Dual Income No Kids shows us the brand new dollar bill!

– With an excellent opening story, Wise Bread helps us separate the wants from the needs.

– And finally, Don’t Mess with Taxes ponders whether the home sale tax exclusion helped kill the economy (you know, the one where you don’t pay taxes on your home sale profits).

About the author

Clever Dude


  • As for the baby toys…here are my thoughts:

    1. Swing: Our little one didn’t like her swing at first. I would suggest maybe trying it out before buying one cause they can be pretty expensive. She’s warmed up to it, but it’s not her favorite place.

    2 Playpen: Very useful. The author lists the best use: having a convenient, safe place to put the baby if you need to do something. Ours also has a changing table, so we didn’t have to run upstairs every time we needed to change a diaper. They collapse down pretty well, so they’re also great for traveling.

    3. Baby Carrier: A life saver. Sometimes you need to go places that aren’t condusive to strollers. the carrier allows a hands free way to safely transport the baby. Also, ours loves it because she can see everything. This keeps her occupied and definitely cuts down on fussiness.

    4. Bouncer: I think this is the most essential toy on this list — especially if you have a very fussy baby. As the baby moves, the seat bounces and helps soothe them. Our model also has vibration which the baby really likes. If you could only buy one thing on this list, this should be it.

    5. Play Mat: A good concept, but, you could achieve the same effect for less with a blanket and some toys. We don’t put the baby on the mat and leave…we always play with her, so the extra features of the play mat are kind overkill for us.

    6. Jolly Jumper: We haven’t purchased one yet, but we’ve been told that it’s a good investment. The author lists the two types (doorway vs. free standing). If you’re tight on space, definitely go for the one you hang on the doorway as the free standing ones can be quite large (the doorway version is also much less expensive).

    7. Exersaucer: I can’t comment on this just yet as our daughter isn’t quite old enough to use hers properly, but, my cousin’s daughter was absolutely enthralled with hers. Since our daughter is just about to grow out of the bouncer, this will probably be the next lifesaver (hopefully).

    8. Bumbo: This is a good investment if your baby likes to be upright, but quite cant sit up on their own yet. It helps them develop the muscles needed to sit up on their own.

  • One follow up I forgot: Don’t just take the Babies R Us price on a lot of this stuff.

    We got our Baby Bjorn for 1/3 the cost of the Babies R US/Target price at BJs.
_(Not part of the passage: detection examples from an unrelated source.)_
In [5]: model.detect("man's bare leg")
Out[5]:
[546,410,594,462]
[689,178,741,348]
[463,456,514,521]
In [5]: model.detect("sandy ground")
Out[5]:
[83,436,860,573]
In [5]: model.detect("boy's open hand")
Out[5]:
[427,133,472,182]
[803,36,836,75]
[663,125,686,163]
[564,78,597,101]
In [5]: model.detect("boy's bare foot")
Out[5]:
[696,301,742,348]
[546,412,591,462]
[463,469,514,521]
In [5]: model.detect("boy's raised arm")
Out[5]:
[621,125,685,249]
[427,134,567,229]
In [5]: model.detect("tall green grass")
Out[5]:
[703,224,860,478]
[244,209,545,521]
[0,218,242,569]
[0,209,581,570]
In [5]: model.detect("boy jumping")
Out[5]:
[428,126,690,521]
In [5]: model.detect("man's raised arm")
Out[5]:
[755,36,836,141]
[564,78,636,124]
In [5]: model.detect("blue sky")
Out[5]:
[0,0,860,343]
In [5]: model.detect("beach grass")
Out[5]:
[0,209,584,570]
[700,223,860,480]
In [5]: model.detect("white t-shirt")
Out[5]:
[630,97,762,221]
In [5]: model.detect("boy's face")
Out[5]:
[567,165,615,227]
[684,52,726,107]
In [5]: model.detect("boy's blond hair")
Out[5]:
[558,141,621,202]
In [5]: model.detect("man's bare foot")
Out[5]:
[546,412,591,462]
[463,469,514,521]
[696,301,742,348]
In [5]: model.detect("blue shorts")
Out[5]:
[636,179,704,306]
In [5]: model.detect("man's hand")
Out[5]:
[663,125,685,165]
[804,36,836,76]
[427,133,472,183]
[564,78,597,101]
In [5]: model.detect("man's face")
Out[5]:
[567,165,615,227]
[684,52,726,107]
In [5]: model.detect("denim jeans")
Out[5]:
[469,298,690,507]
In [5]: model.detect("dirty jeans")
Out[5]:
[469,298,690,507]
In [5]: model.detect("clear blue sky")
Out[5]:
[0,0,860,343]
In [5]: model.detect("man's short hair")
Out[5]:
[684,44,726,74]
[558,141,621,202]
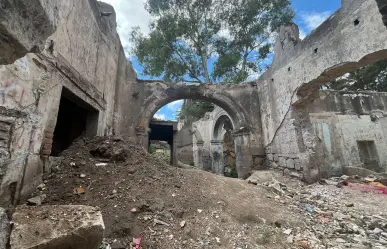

    Also, check yard sales and consignment sales. Be sure to check any used toys thoroughly, though because broken toys can cause a safety hazard.

  • Hey CleverDude

    Love the blog, Sorry to hear about your neck.

    Try some stretches and/or yoga. I’ve gone through periods of time when I get weird back pain and then I start some sort of stretch routine and it slowly goes away.

    There are plenty of free video podcast that will walk you through 20min or so yoga routines.

  • @Marilyn, thanks for the tip on yoga. I also have stretches from my chiropractor from earlier this year when I had back and neck problems. But at this point, stretching is so painful (the good pain though, like stretching a sore muscle) that it makes me rather sick in the stomach to think about it. I have a pretty high pain tolerance, but not so much for chronic/long-term pain!

  • hey mike,

    i am buying an inversion table for the fiance…you may want to invest in one of them…people she knows swears by them for their back…so like, it may help totally with you also

  • Look at stretching the chest muscles specifically. What happens if you spend most of your time at a computer is your shoulders round forward and your pecs shorten, but you feel the strain in your neck and back of your shoulders cause those muscles are being used improperly. I’ve used this stretch and the site’s test to see if you have forward head to help ease a lot of my upper back pain.